I contend that my concern merits soul searching even in advance of a data gathering project, because there is an important aspect of our work that would escape such a study anyway.

Human centered research is a little different from other computer science research, in that it’s hard to fully describe goals in advance.  Of course we can identify certain specific goals.  For instance, can we help a surgeon understand volumetric data more quickly?  But beyond that, we’re exploring hidden human potential.  Who would have guessed that whole generations of kids would learn to play superfast video games with a joystick?  That was a surprise.  What gems might be hidden in the complicated intersection of human cognition and user interface design?  The drive to search for those unpredictable gems has to come from us, the researchers.  We usually have to justify our funding on other terms, but I suspect most of us make a standard practice of trying out “cool” interface ideas just in case something remarkable and wonderful might happen.

A related issue is that when labs roll their own GPU conglomerations, it becomes harder to share code, so new UI research can’t be as easily compounded between labs as it was during the era of common refrigerator-sized graphics products  (not that it was ever easy enough!)

Not everyone shares my point of view, of course.  It’s fair to say, I think, that at the very least there’s a need to discuss the relationships between researchers and vendors.

Here is my compendium of potential action items that were suggested at the meetings.  Please let me know if I missed any.   I don’t feel any one of these is mature as yet, but they might lead to a plan at least some of us are interested in following:
 

1) How to fund new human-centered research that happens to need expensive machines when funding agencies are strapped and have lost the habit of funding such things?  One idea (which was explored at length in the first meeting) is for vendors to form three-way collaborations by linking academic researchers with end-users who have technical problems.  The end user, such as an automotive company, would help finance the academic work and benefit from results.  Having administered unconventional academic research funding sources in the past, I would predict that it would be difficult to get universities and end users to agree on terms, and that a lot of time would be lost on negotiations.  Even so, this idea probably inspired the broadest interest of any that came up during either meeting.

2) Regarding the future of “Refrigerator-like” high performance graphics machines:

a) Maybe vendors should offer an integrated refrigerator rack with enhanced inter-GPU connectivity and software, with emphasis on a service contract guaranteeing that the latest GPUs would always be swapped in with pre-futzed and tested software.  Researchers would be assured of ahead-of-the-curve performance, continued benefit from improving commodity products without having to futz, and no need  to periodically throw away old refrigerators.  Vendors would gain predictability.

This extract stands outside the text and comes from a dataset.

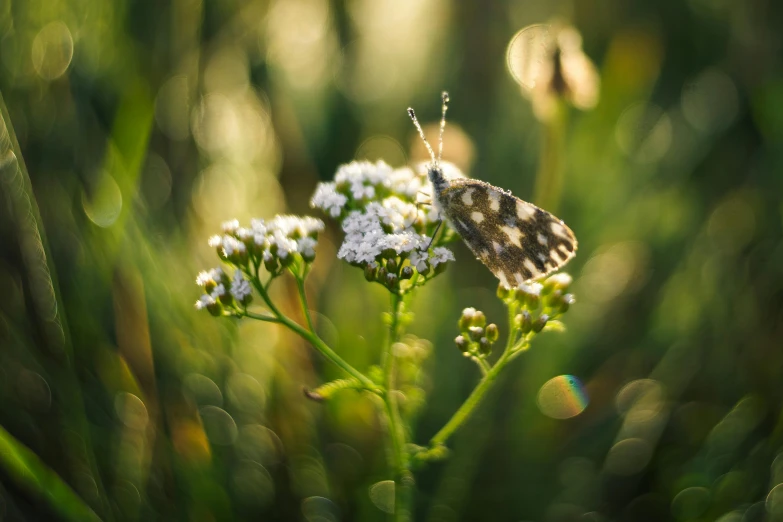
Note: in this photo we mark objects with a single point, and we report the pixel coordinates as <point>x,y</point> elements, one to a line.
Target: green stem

b) Maybe it’s time to define a cross-platform enhanced-GL or GL-like-thing that more gracefully incorporates the current body of real time rendering techniques (such as image-based approaches and weird real time shaders.)  That way futz-reduced research could use more of the latest techniques that aren’t accessible today without futzing.

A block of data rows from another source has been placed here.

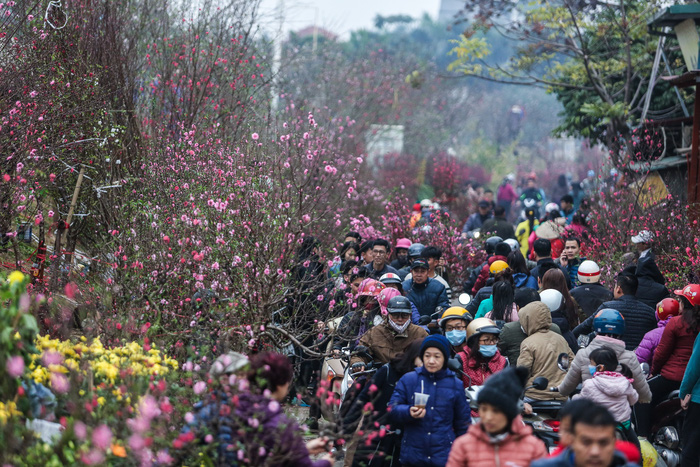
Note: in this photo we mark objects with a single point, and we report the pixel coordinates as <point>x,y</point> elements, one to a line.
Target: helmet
<point>481,326</point>
<point>369,288</point>
<point>666,308</point>
<point>513,243</point>
<point>385,296</point>
<point>552,298</point>
<point>454,312</point>
<point>390,278</point>
<point>399,304</point>
<point>498,266</point>
<point>609,321</point>
<point>490,244</point>
<point>415,250</point>
<point>550,207</point>
<point>588,272</point>
<point>691,292</point>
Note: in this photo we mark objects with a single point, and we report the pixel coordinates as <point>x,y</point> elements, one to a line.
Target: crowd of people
<point>535,301</point>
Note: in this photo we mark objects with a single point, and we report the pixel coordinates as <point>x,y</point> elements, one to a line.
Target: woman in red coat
<point>672,355</point>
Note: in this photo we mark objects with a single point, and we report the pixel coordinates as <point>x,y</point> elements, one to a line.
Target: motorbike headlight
<point>668,436</point>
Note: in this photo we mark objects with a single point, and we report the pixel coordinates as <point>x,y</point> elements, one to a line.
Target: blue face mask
<point>456,337</point>
<point>488,350</point>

3) Researchers are spending huge amounts of time on GPUs because of lack of documentation, little gotchas, and unpredictability of performance in unusual configurations.   So:  Would be helpful if GPU makers would communicate more with researchers.  Everyone agrees GPU people are nice and wonderful but time-crunched and understandably market-driven.  Maybe a central academic/GPU forum or process needs to be established.

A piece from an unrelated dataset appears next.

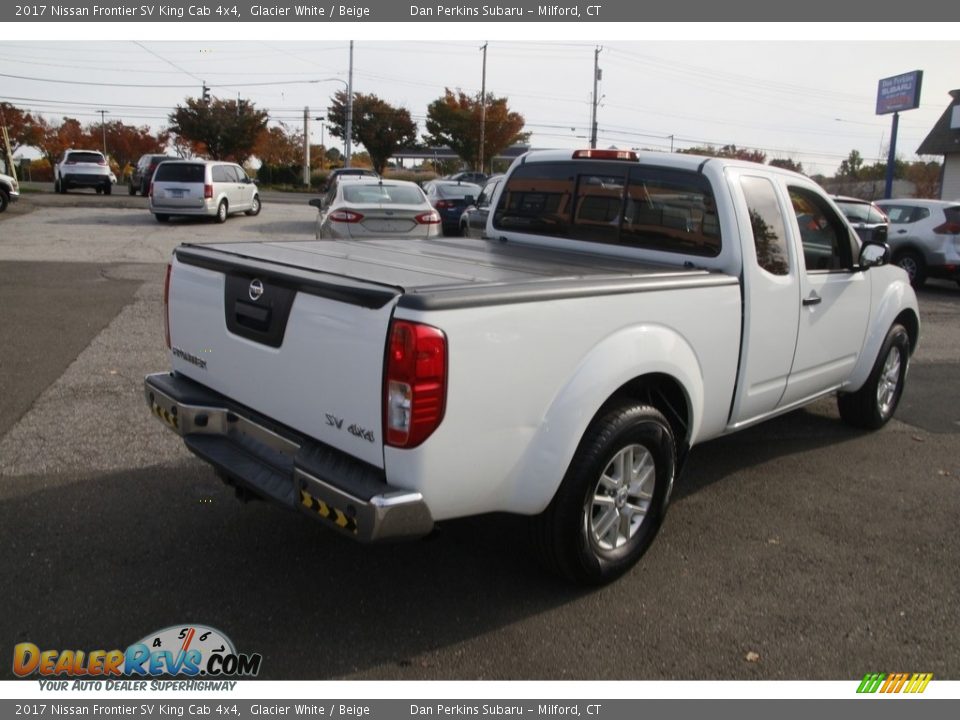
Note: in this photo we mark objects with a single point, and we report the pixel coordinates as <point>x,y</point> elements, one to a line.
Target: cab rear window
<point>639,206</point>
<point>179,172</point>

4) It’s a shame that GPUs don’t allow access to all computational results.  In particular, would be nice to be able to get floating point results out in addition to integer pixel values.  That would not only be extremely useful for researchers using GPUs in unusual ways, but would also encourage refrigerator vendors to create new and interesting multi-GPU architectures.  GPU makers say the only force that will make them prioritize such things is the DirectX spec.  So should we therefore bug colleagues at Microsoft?